Now that we've got that out of the way, let's proceed with the 1995 follow-up to the original BLOODBATH, subtitled RAGE OF THE UNDEAD. In my earlier review I chastised Sheets for using the first film as a vehicle for a repetitive collection of one-note zombie gut-munchings; I wonder if he received similar feedback upon its release, because he tries something new for RAGE. Opening with a sepia-tinged flashback to 1945 Topeka, he employs certain stylistic flourishes like black-and-white cutaways and subliminal editing as he sets up what's to be the film's central figure, a robbery victim who's murdered and crucified in a cornfield by his attackers; these techniques don't really work, in that they contribute little more than distracting the viewer from the lackluster acting (a Sheets trademark if there ever was one) and stilted pacing. But you sense Sheets is trying to spread his creative wings a little, so I'm willing to cut him a little slack.

Ironically, you don't realize the strengths of the prologue--the lighting, the camerawork--until the story proper begins, and it settles into the same dunderheaded storytelling as BLOODBATH. A group of teens run afoul of a handful of on-the-lam criminals in a remote Kansas farmhouse, eventually resurrecting the prologue victim as a vengeful scarecrow (who can somehow revive the dead in the local cemetery as well). This wouldn't have been a bad set-up--well, if you'd taken out the atrocious performances and stiff dialogue, that is--but Sheets goes even further, introducing another gang of bad guys who're holding up a deli, and keeping its employees hostage, in a parallel story completely removed from the first.

It's here that Sheets's weaknesses as a filmmaker come to the fore. The hold-up scenes are horrendously tedious, further encumbered with inane acting and lousy writing that make them almost unwatchably ludicrous (and Sheets cannot direct physical action to save his life); hell, when you can't even get a reaction from the rape of a female corpse something's gone seriously awry.

The two running storylines converge for a credulity-straining third act--really, only in an egregious plot contrivance would these two situations ever cross paths--topped with yet another Romero-inspired zombie feeding frenzy. Ho hum, you don't need me to tell you the rest.

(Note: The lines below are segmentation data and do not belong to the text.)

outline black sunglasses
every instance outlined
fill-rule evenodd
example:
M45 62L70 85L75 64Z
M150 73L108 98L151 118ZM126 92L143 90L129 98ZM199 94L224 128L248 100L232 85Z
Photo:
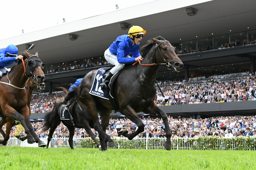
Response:
M139 38L141 37L143 37L143 35L138 34L135 35L135 38Z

Sheets adds a "Satanic" twist this time around, which mostly involves splicing in shots of pentagrams and drawings of goat heads, that gives it little distinction. There's a payoff, if one can call it that, in an epilogue filled with news reports of Satanic-inspired crimes and occultic imagery that goes on nearly ten minutes after the story's over and has absolutely nothing to do with the movie itself.

Or does it? Sheets tacks on a closing crawl saying that we're already ZOMBIES by killing each other and draining our natural resources. (Um, okay, whatever you say, dude.) Misguided pleas for change are annoying enough, but at the end of a lame-brained amateurish gore-a-thon it's to be taken as seriously as the movie itself.